Başı da yok sonu da. Yine. Hatırladın mı?
Evet o son hiç gelmiyor.
Gökyüzü gibi.

15 Ekim 2011 Cumartesi

 Her ne kadar istemiyorum diye isyan etse de başkasını arıyor herkes.
Ne kadar inkar etse de "biri gelse unuttursa her şeyi bana, onu silse benden" diye düşünüyor.
Ya da salak gibi hala beklemeye devam ediyor. Sanki değişecekmiş gibi, kalbini sarcakmış gibi.
Biri gelsin ama sen gitme. Zaten gitmezsin. O sadece bir kere olur o. Korkarsın zaten adım atamazsın hayatta.
En basit bir diyalogda bile iki kere düşünürsün yazmadan. Zaten çoğu sefer de silersin yazdığını. Beklersin umutsuzca ama gitmek istemezsin. Aynı kalsın istersin. İyileşsin. Gelsin. Herkes istesin.
Ya da herkes siktirsin. Evet bu daha güzel.

10 Ekim 2011 Pazartesi

Yürüyorum yağmurda, ıslanıyorum yavaş yavaş. Saçlarımdan sular damlamaya başlıyor. 
Geçiyorum o yerlerden tek tek.
Önümdeki su birikintisine basıyorum ayağımdaki nerdeyse yırtılmış siyah converselerimle.
Kafamı kaldırıyorum, saçlarım gitti artık. 
Makyajım akıyor yavaştan rimelim.
Hissediyorum yağmuru. Mutlu oluyorum bir saniyeliğine de olsa. Kulağımda o şarkı çalıyor.
Seni düşünüyorum. Yine.
Ve hiç gitmek istemiyorum.


There is one way out and one way in. Back to the beginning. There is one way back to home again to where i feel forgiven. What is this i feel? Why is it so real? What am I to say? 
It's only love. It's only pain. It's only fear that runs through my veins.
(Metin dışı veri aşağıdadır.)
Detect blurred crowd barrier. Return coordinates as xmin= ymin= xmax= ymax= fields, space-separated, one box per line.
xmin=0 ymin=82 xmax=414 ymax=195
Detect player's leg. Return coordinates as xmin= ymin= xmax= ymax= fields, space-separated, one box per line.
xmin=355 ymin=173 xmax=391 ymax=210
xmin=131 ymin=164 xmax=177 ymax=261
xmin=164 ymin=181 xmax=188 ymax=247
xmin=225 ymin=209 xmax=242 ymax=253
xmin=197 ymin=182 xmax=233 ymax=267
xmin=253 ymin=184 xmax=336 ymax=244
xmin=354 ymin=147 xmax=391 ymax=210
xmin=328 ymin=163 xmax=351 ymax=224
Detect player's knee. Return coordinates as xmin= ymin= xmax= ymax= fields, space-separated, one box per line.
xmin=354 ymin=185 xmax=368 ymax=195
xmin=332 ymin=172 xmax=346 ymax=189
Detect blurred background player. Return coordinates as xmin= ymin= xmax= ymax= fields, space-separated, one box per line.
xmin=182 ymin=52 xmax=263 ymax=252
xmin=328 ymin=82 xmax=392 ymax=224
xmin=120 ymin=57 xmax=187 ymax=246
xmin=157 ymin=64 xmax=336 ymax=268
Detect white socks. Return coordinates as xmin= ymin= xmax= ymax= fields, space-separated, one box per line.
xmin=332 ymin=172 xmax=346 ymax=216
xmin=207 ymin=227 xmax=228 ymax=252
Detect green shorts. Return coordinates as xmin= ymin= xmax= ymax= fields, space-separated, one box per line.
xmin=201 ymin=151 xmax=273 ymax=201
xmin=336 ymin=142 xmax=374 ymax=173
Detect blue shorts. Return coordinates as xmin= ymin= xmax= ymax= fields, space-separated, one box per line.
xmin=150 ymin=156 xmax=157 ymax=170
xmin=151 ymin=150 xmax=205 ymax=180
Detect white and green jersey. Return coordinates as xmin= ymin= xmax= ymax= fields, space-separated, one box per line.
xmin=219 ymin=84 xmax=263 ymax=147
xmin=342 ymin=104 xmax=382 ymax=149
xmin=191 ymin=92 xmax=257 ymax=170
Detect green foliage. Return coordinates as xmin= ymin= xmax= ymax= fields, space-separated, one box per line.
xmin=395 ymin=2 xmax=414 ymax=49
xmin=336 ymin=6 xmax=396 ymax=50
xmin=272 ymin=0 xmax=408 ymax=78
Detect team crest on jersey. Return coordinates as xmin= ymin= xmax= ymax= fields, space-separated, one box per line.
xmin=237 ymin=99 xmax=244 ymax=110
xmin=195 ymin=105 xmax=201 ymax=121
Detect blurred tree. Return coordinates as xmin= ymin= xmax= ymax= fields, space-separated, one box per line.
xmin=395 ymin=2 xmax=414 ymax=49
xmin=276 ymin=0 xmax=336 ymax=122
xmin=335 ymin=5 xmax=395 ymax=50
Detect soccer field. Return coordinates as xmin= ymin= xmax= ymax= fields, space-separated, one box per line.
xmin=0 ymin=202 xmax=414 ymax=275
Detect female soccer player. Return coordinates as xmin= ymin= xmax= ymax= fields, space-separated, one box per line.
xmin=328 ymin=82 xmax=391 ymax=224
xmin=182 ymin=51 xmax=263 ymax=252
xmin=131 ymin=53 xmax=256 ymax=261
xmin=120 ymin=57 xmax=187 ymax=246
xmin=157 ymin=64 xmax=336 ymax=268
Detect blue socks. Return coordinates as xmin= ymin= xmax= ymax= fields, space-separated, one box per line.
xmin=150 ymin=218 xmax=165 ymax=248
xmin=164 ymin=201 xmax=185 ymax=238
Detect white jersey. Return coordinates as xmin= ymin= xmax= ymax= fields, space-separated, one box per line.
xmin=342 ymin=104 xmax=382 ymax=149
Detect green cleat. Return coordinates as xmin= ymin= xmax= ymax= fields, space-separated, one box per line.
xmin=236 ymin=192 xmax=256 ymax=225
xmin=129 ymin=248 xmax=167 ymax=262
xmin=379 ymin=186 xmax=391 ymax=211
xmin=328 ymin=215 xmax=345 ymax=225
It's all the things you cant explain that make us human.



16 Eylül 2011 Cuma


Bazı şeylerin gitmesine izin vermek çok önemlidir. Onları serbest bırakmak. Gevşek olanı kesmek. İnsanların hiç kimsenin işaretli kağıtlarla oynamadığını anlaması gerekiyor, bazen kazanırız ve bazen de kaybederiz. Hiçbir şeyi geri almayı bekleme, yaptıkların için takdir edilmeyi bekleme, ne kadar zeki olduğunun keşfedilmesini bekleme ya da aşkının anlaşılmasını. Daireyi tamamla. Gururlu, yetersiz ya da kibirli olduğun için değil, sadece artık onun senin yaşamında yeri olmadığı için. Kapıyı kapat, plağı değiştir, evi temizle, tozdan kurtul. Geçmişte olduğun kişi olmayı bırak ve şu anda kimsen o ol.


                                                                             Paolo Ceolho- Zahir.